Similar to the shale formations found onshore, lower tertiary rocks have very low permeability. But it is the extremely high pressure environment they are found in that requires larger horsepower pressure pumps for stimulation and fracturing than all other subsea formations. “It is important to understand the difference between the lower tertiary challenge and the rest of the business,” said Chris Malbrel, a product line manager of sand control and pumping at Baker Hughes.
In general, whether they are working in the lower tertiary or less demanding reservoirs, offshore stimulation vessels share the philosophy used in onshore shale plays and even use some of the same equipment, including the pumps and proppant blenders. “The fundamentals are the same,” Malbrel said. “You are trying to do exactly the same thing offshore as onshore, however, the environment is different and the risk reward equation is different.”

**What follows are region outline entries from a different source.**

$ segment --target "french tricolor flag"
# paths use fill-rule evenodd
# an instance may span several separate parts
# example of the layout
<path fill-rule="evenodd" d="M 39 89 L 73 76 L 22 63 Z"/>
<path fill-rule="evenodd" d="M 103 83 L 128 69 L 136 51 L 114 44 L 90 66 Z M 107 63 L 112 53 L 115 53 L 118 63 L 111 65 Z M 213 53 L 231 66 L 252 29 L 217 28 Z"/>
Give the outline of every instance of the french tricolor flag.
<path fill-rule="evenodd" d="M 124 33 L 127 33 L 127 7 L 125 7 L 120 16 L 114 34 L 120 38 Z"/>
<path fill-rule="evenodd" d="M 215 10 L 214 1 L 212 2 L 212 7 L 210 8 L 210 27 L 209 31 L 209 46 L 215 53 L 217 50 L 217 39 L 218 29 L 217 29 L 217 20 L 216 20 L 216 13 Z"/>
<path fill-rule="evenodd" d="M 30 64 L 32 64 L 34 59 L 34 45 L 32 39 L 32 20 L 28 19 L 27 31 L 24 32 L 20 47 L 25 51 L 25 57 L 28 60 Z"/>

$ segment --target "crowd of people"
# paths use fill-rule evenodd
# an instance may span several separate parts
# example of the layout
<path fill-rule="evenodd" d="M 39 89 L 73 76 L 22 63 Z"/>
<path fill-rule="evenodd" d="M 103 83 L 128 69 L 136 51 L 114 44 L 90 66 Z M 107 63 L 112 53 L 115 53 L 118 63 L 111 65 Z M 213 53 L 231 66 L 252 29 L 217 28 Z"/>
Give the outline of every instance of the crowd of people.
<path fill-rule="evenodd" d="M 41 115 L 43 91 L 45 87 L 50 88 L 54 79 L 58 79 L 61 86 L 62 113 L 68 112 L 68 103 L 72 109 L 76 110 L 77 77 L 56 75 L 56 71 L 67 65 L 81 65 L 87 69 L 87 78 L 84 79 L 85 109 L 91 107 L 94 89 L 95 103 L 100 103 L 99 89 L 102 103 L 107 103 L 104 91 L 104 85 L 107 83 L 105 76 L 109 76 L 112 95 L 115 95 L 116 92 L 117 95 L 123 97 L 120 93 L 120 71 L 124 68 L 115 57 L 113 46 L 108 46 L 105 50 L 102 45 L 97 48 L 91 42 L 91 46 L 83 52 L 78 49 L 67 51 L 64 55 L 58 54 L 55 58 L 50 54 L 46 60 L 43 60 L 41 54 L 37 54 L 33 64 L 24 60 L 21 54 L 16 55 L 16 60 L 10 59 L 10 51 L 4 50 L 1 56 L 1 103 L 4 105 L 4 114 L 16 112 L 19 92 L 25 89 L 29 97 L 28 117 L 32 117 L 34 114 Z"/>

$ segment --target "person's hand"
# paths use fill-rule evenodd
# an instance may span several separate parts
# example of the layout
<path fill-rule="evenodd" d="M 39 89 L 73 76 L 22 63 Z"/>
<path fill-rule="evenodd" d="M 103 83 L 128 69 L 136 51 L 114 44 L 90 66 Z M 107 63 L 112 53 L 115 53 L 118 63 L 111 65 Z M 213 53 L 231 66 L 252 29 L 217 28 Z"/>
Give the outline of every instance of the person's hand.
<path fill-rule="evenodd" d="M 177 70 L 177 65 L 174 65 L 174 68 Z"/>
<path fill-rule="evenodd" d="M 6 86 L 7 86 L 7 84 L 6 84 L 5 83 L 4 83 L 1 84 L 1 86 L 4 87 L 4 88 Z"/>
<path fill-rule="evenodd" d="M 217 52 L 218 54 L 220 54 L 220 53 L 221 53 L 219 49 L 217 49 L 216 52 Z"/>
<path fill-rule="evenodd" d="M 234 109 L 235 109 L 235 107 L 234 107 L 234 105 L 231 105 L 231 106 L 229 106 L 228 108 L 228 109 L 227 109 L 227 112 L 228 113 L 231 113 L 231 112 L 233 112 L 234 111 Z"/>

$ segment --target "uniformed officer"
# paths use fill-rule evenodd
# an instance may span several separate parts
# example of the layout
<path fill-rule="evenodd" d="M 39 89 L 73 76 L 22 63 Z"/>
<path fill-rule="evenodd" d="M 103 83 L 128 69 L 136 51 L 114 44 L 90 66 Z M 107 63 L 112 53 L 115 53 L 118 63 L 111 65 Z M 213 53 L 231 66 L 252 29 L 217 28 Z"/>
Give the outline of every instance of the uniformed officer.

In the offshore industry, lower tertiary wells are especially expensive because they tap into ultradeepwater high-pressure/high-temperature reservoirs and are among the deepest wells drilled in the Gulf. These conditions drive costs up by hundreds of millions of dollars. To recoup their investment and make a profit, companies must see high outputs measured in tens of thousands of barrels per day for decades.
Lower tertiary wells are relatively young compared with other types of offshore developments, and there is an open question as to whether the industry’s current offshore pressure and stimulation methods need to be stepped up a few notches. “It is a debate among operators,” Malbrel said. “Some operators believe the way we are developing the wells today is not going to be enough.”
Most of today’s deepwater fracturing jobs are limited to a maximum of five stages because of the amount of proppant that one vessel can bring offshore, which Malbrel noted is enough to meet operators’ current demands. But he said operators are wondering if 10 or 15 stages will be needed in the near future to yield more production, as it has onshore.
“That technology, in terms of completion, does not exist yet,” for offshore jobs, he said, explaining that do 10 or more stages while keeping the size of stimulation vessels manageable will be a challenge but not overly complicated. More stages means more proppant. Right now, the vessels are self-contained and arrive on location with everything needed for the job without having to sail back to port. If more fracturing stages are needed down the road for more challenging wells, Malbrel said that instead of building larger stimulation vessels, a simpler solution might involve bringing along a supply vessel to store and transfer extra volumes of proppant for larger jobs.
Onshore, dozens of pumps and other systems are assembled together on a pad site over a span of several hours before the fracturing job can commence. In contrast, when stimulation vessels pull up alongside a drilling rig, drillship, or a platform, they must be immediately ready to connect to the riser via a flexible pipe to carry out the fracturing job. This requires excellent station-keeping capabilities to prevent the stimulation vessel from moving away from the rig or getting too close to it.
To handle rough seas, Baker Hughes’ latest additions to its fleet are equipped with a Class 2 dynamic positioning system, known as DP-2, which provides added redundancy if one station-keeping system fails.